René Heyvaert
René Heyvaert (1929-1984, Ghent, Belgium) studied architecture at the Ghent Saint Lucas Institute where his graduating project was a design for a museum. His architectural oeuvre is limited, but considered important in an international tradition in which American architecture was the standard.
His health played a role in his choice to pursue visual arts, but the defining factor was his reflective attitude. In 1972 he held his first exhibition. A wider appreciation only came after his death. In 'Initiative 86', Kasper König put him at the heart of his selection of Belgian art. Since then, Heyvaert has been a key figure of the country's postwar avant-garde.

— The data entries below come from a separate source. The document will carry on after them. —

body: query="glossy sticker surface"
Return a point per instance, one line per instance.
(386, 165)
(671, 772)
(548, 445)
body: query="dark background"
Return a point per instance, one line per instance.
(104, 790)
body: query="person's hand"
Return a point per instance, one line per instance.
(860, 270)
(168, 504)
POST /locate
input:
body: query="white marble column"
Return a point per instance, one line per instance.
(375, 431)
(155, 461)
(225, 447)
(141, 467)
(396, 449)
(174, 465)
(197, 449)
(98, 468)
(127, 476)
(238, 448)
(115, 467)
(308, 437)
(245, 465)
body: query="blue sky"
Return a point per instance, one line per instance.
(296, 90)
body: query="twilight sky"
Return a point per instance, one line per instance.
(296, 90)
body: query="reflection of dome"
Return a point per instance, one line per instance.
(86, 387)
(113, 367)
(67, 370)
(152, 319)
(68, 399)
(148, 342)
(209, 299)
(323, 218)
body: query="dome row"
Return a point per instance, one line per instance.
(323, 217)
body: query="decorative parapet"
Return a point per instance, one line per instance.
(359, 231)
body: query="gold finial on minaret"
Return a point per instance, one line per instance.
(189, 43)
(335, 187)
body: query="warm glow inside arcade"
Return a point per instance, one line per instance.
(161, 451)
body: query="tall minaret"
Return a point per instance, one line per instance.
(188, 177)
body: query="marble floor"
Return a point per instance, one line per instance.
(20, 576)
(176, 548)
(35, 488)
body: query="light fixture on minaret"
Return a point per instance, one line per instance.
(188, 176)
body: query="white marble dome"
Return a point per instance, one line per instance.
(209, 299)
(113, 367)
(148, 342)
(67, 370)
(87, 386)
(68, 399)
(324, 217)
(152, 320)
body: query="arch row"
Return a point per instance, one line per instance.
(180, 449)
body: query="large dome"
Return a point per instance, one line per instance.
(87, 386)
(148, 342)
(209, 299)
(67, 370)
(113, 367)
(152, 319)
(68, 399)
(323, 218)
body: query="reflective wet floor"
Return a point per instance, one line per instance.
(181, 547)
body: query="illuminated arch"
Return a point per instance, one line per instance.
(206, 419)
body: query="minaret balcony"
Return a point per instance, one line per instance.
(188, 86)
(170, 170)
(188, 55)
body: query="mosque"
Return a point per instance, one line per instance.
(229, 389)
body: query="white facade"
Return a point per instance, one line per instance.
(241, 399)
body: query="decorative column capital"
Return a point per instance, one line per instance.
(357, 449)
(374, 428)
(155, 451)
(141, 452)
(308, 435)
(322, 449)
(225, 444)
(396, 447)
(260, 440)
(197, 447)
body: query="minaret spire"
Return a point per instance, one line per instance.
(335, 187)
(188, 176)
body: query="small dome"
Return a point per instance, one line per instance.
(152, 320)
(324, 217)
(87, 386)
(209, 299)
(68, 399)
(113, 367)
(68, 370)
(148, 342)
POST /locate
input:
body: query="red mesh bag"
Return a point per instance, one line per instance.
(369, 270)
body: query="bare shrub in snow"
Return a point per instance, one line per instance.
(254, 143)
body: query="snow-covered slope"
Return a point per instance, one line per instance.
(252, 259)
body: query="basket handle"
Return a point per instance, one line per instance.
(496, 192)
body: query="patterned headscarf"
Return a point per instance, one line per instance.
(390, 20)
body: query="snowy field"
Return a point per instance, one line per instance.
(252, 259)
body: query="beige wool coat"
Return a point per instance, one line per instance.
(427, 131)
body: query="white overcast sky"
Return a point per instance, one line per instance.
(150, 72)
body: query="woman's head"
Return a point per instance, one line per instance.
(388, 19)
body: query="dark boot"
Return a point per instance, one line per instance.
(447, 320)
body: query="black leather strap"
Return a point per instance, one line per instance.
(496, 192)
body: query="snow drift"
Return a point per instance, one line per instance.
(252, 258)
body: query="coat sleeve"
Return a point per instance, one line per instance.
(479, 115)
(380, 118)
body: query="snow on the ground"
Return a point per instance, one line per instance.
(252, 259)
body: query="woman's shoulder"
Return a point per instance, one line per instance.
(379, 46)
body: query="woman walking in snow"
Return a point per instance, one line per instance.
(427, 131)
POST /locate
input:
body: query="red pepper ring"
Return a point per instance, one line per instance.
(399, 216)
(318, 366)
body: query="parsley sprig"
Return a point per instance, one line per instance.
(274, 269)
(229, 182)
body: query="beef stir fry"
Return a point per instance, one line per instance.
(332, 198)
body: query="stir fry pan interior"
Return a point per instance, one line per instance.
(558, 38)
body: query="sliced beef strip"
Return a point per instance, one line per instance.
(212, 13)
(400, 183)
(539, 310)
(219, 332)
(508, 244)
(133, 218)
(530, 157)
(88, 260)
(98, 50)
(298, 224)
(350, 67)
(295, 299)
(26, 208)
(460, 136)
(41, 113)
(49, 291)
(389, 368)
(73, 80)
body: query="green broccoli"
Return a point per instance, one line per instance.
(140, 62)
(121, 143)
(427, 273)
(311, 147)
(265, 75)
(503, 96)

His legacy is characterised by basic interventions with a geometric quality in materials like wood, cardboard, metal and everyday objects such as a spoons, shoes, a sweeping brush ... The confrontation between these two emphasises both the immanence of the material and men’s mental and mathematical intervention.
Heyvaert's work is understated and sober, but also subversive and disturbing. It can be described as a fundamental formalism, or even fundamentalism. Contrary to what you might think at first sight, Heyvaert's image objects (drawings, small sculptures, everyday objects) are all but sober and modest Kleinkunst. They answer a very concrete and personal need for meditation and are almost an attempt to dictate the viewer's reaction, as if they were statements that leave no room for skepticism.